L’évolution défavorable de la situation sanitaire a conduit les pouvoirs publics à réinstaurer un quasi-confinement qui suscite les critiques des organisations professionnelles d’employeurs comme les syndicats de salariés. Sur le plan sanitaire, les difficultés multiples (effets nocifs de vaccins, mise en œuvre de la stratégie de vaccination, publics prioritaires, mobilisation des professionnels libéraux) inquiètent d’autant plus que le système de santé est sous pression.
La crise de confiance des employeurs envers les restrictions sanitaires
La généralisation des restrictions sanitaires n’est pas forcément bien perçue par les organisations professionnelles d'employeurs, pour lesquelles les pouvoirs publics devront consentir des contreparties économiques et sociales.
Une généralisation des restrictions qui appelle à compensation
Ainsi, la CPME estime que «la généralisation à l’ensemble du territoire métropolitain des mesures de restriction sanitaire» et la «fermeture des écoles» ne sont pas forcément pertinentes, même s’il faut se féliciter de l’annonce sur la réouverture des lieux culturels. Dès lors il importe «des mesures de compensation financière et le rétablissement de l’activité partielle sans reste à charge pour les entreprises concernées» et, parallèlement, que soit précisé le calendrier vaccinal. Dans sa contribution au projet du ministre délégué aux PME sur les indépendants, l’organisation préconise des mesures spécifiques anti-crise et, notamment de «considérer la Covid comme un cas de force majeure», justifiant «une protection sociale en 2021», un report des «échéances 2021 des prêts liés à l’achat de leur résidence principale», une annulation des «reliquats de cotisations sociales», une suspension de «l’inscription (…) au fichier des incidents de remboursement des crédits aux particuliers (FICP) lorsqu’ils n’ont jamais connu d’incidents de paiement avant mars 2020», sans oublier un soutien psychologique.

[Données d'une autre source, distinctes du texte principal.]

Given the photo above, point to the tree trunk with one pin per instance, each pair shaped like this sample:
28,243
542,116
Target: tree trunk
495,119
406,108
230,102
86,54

Pour l’Union des entreprises de proximité, qui «regrette une nouvelle fois l’absence de concertation préalable avec les représentants des entreprises et des salariés», la généralisation ne se justifie pas non plus. Dans la mesure où, en outre, nombre d’entreprises ne bénéficient pas des dispositifs d’aide, il convient que le Gouvernement prépare «plus en amont la reprise des activités aujourd’hui soumises à fermeture administrative». En outre, l’organisation patronale exige «que les objectifs fixés par le Président de la République en matière de vaccination soient réellement atteints».
De même, l’institution ordinale des experts comptables demande que le nouveau confinement soit compensé par des aides spécifiques pour les petites entreprises. Le CSOEC préconise plus précisément: «une indemnité partielle pour les dirigeants de TPE/PME», un étalement sur «10 ans» des «dettes Covid», «de libérer l’épargne accumulée ces derniers mois par les Français et ainsi créer l’étincelle qui allumera le feu de la relance».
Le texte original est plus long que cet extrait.